Ah, I get to see Solstafir again soon.
I never thought I’d say this, but I hate you Andy.
In a loving kind of way…but still.
He’s usually so well-mannered. But this comment has a gloating, douchebag quality to it, undoubtedly prompted by continued bitterness over the outcome of the Revolutionary War.
War’s not over til I say it’s over buddy!
You’re like one of those Japanese soldiers on remote Pacific islands who refused to accept that WWII ended and fought on against ephemeral enemies for decades, living on rainwater and mangos and slowly going insane.
Pah, those guys have NOTHING on me. Quitters the lot of them.
But…why would you WANT the colonies back???
Exploitation and variety in hookers mainly.
Can’t fault your logic.
I also get to see Solstafir soon, together with some other decent bands (Eluveitie, Primordial, Negura Bunget, Heidevolk and Korpiklaani, yes, now is the time to be jealous Islander).
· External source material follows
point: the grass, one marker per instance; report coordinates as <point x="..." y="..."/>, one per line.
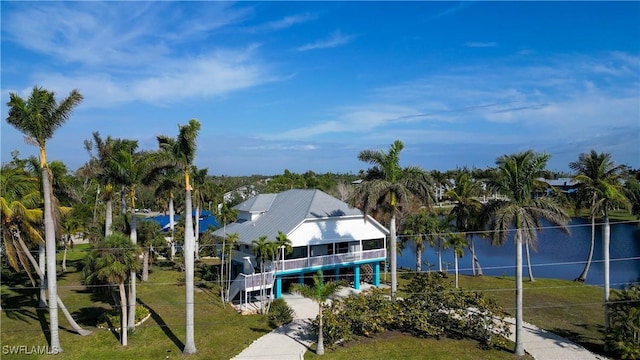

At first I thought I understood what the Dimma songtitle was, based on me looking at it as a Swede. Testicle crush. (Pungkross!) Then I thought for a moment and remembered that “Þungur” means heavy (Þungur knifur or whatever, haha). I still think my original thought was better though….
Because you made a funny joke about testicles I will consider forgiving you for the douchebag comment about getting to see all those great bands.
If you like Dimma I recommend their album Stigmztz from 2008
Love your writing in this piece, You paint such a vivid picture of that song…
Sólstafir are intense live. I saw them at the Roskilde Festival 2010. This exact concert: http://www.youtube.com/watch?v=RQkMyQ-O30A 🙂
Thank you! I was afraid I got carried away . . . and I guess I did, but that’s sort of the point.
Thanks for posting this. That Sólstafir song is magnificent.